On va jouer dans le jardin avec les cousins, et là ces connards se mettent à deux pour me faire chier. L’un d’eux prend mon flingue Nerf et commence à me tirer dans la gueule, alors que c’est interdit sur la notice donc faut pas le faire. Ça fait marrer l’autre, qui prend le Nerf et tire, mais vu qu’il est à moitié handicapé il fout une fléchette toute neuve sur le toit. J’ai les larmes aux yeux, mais du coup il va la chercher et on recommence à jouer en visant des cibles plus soft, à savoir les poussins dans le poulailler, et là c’est plus marrant. Après avoir éclaté un ou deux œufs contre la grange, on court comme des fous autour de celle-ci et on découvre, horrifiés, Mamie Zinzin les bas aux chevilles en train d’expulser un jeyser de matière fécale, au détour d’un buisson d’herbes folles. Image épique qui me coupera mes envies de me masturber pour environ 40 minutes, tandis qu’un de mes cousins ira directement vomir.
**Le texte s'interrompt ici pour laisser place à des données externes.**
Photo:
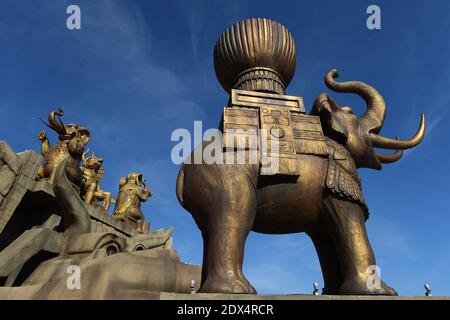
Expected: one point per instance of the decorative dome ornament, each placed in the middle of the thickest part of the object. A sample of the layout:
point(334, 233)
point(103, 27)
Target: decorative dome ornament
point(255, 55)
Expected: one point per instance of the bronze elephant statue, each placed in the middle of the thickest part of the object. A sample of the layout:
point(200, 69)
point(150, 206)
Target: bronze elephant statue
point(228, 201)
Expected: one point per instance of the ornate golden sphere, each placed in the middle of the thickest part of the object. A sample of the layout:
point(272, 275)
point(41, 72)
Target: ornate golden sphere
point(255, 55)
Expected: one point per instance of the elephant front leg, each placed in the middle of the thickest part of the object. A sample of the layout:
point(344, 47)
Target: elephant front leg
point(346, 224)
point(229, 222)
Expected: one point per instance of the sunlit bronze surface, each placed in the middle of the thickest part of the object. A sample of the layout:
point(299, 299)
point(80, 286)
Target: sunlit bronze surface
point(318, 191)
point(132, 192)
point(92, 176)
point(72, 139)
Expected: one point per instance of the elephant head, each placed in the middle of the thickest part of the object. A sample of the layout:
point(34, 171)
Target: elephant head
point(359, 135)
point(76, 136)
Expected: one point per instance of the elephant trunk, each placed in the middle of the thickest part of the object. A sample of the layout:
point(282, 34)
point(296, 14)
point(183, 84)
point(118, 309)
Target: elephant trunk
point(74, 212)
point(180, 186)
point(57, 125)
point(382, 142)
point(372, 120)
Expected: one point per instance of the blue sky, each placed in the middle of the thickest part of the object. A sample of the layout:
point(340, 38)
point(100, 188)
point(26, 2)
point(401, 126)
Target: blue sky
point(137, 70)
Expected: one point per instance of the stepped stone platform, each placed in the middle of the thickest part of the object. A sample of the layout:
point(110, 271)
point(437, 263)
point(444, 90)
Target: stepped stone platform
point(219, 296)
Retour à table pour le dessert, même si je suis moyennement motivé étant donné que le chapon était trop cuit dans le four (faut dire qu’il date de Mathusalem), et que les pommes dauphine étaient des saloperies surgelées. Vient la buche (achetée hein, faut pas non plus se casser trop les couilles à faire des trucs bons) et les cafés pour les adultes. On va regarder des téléfilms de merde tout en piochant dans le bocal à bonbons avec la sœur et les cousins, et on se fait chier vu qu’on a autant de conversation que les adultes. Sauf que eux ont des cerveaux formés, ces cons-là.

17h30, il est temps de rentrer (avant, faut taper la bise et dire merci à tout le monde, même ceux qui n’ont pas fait de cadeau, l’enfer), on en a pour une heure de route, plus déposer Mamie Zinzin, bref, on est pas avant 20h à la maison. Et comble de Noël, j’aurais pas pu jouer avec mes cadeaux reçu ce matin, vu qu’il faudra aller au lit après une soupe Knorr qui fait péter, parce que ho, on a trop mangé aujourd’hui.

En fait Noël, c’est vraiment de la merde, même quand t’es gamin. Cette expérience m’amène une réflexion : ces pédés de mormons qui viennent t’expliquer que le consumérisme, tout ça, t’en as pas besoin, feraient mieux de bien fermer leur gueule et se rendre compte que la plaie de Noël, c’est pas vraiment les cadeaux, mais plutôt la famille.